For so many of my customers, SAP Data Services is a relatively new tool. A typical DS project is mainly focused on ensuring the solution works for the business and is launched on time. Unfortunately, many of these projects fail to utilize some of the built-in features of Data Services to help simplify how code is managed in the solution. This is an architecture gap that adds hidden costs to owning and operating the solution.
In this article, I outline the framework for managing Data Services code that I have taught to dozens of the largest customers in the Americas. Ideally, you should implement this during the blueprint phase so that you provide your developers with the tools and processes to create better code the first time. However, you can still benefit from this framework even if you are approaching the testing phase of a Go-Live.
The elements of this framework include:
In Data Services, a "central repository" is a different type of repository used only for version control of objects. This is comparable to version control systems like CTS+, Visual SourceSafe, Apache Subversion, BusinessObjects LCM, etc. You can check in new code, check it out to work on it, check in new versions, and get copies of specific versions.
Many customers do not use central repositories. Instead, they create their code in a local repository, export the code to an ".atl" file, and import it into the test or production local repository. You can save backups of the .atl file and keep track of them in a number of ways...even Apple Time Machine and Dropbox can keep track of multiple versions of a file through time. However, this is likely not a scalable or trustworthy solution for enterprise IT.
If you want to learn how to work with a central repository, the Data Services Tutorial Chapter 12 "Multi-user Development" does a fantastic job at demonstrating all the techniques. The "Using a Central Repo" Wiki Page also captures some of the basic techniques. But neither will tell you why, or discuss how you should set up your landscape or processes.

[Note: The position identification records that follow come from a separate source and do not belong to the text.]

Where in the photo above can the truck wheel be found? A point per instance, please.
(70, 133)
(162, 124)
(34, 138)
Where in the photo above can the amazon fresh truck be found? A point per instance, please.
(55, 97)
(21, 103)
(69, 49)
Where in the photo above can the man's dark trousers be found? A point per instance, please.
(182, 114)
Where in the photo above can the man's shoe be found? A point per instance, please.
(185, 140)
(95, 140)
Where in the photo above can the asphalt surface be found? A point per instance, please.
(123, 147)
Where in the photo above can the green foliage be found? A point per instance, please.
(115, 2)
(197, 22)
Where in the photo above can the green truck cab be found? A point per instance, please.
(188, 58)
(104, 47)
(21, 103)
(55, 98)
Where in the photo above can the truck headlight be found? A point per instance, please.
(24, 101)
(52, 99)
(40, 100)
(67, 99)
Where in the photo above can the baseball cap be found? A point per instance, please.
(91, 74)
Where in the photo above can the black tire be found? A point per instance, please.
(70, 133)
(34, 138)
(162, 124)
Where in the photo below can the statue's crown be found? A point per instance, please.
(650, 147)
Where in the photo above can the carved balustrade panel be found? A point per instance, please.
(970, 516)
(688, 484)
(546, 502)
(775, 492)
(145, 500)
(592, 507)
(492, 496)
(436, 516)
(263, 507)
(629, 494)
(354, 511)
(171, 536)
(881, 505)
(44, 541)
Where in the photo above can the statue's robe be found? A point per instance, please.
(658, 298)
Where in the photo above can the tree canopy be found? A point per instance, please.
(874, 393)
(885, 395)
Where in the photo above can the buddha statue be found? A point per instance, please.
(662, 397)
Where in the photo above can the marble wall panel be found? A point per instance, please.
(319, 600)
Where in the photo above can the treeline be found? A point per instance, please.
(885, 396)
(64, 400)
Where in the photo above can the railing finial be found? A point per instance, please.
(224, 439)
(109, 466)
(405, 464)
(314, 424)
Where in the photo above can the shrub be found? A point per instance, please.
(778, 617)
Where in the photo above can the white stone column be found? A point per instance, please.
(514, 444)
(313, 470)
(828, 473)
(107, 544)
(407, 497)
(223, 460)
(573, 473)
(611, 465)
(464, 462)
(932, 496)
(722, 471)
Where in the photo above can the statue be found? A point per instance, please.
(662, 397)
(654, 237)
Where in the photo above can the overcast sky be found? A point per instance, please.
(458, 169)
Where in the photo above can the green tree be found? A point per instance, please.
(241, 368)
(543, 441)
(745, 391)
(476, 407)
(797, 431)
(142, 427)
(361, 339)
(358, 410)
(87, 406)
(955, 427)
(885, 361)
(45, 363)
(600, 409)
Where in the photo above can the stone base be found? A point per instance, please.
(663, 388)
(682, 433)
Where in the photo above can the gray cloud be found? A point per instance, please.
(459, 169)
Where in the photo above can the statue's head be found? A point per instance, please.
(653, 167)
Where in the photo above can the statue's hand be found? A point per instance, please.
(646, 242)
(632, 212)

[Note: There are two different types of central repositories: non-secure and secure. Secure central repositories allow only specific users permissions on specific objects and provide an audit trail of who changed which objects. Non-secure central repositories lack these features. Due to this gap, I never recommend the use of non-secure central repositories. In this article, whenever I refer to a central repository, I am talking about secure central repositories. Chapters 23-24 in the Data Services Designer Guide discuss these differences.]
This is how I recommend for you to configure up your secure central repositories.
Remember, central repositories are only for version control, storing your code, and helping you migrate it. You never run batch jobs or launch real-time services from a central repo -- only from a local repo.
This tiered approach plan looks like this:
The repositories themselves are just database schemas -- you can put them in any supported database. Check the Product Availability Matrix for Data Services to see which databases are supported. However, I would recommend for you to group them together within the same physical database within your specific tier. For instance:
Substitution Parameters are such a handy feature, but I seldom see them used to their full potential! If you know C++, they are similar to compiler directives. They are static values that never change during code execution (so we don't call them variables). They are called "substitution" parameters because their values get substituted into the code by the optimizer when you run the job. They can thus change the run-time behavior of your code.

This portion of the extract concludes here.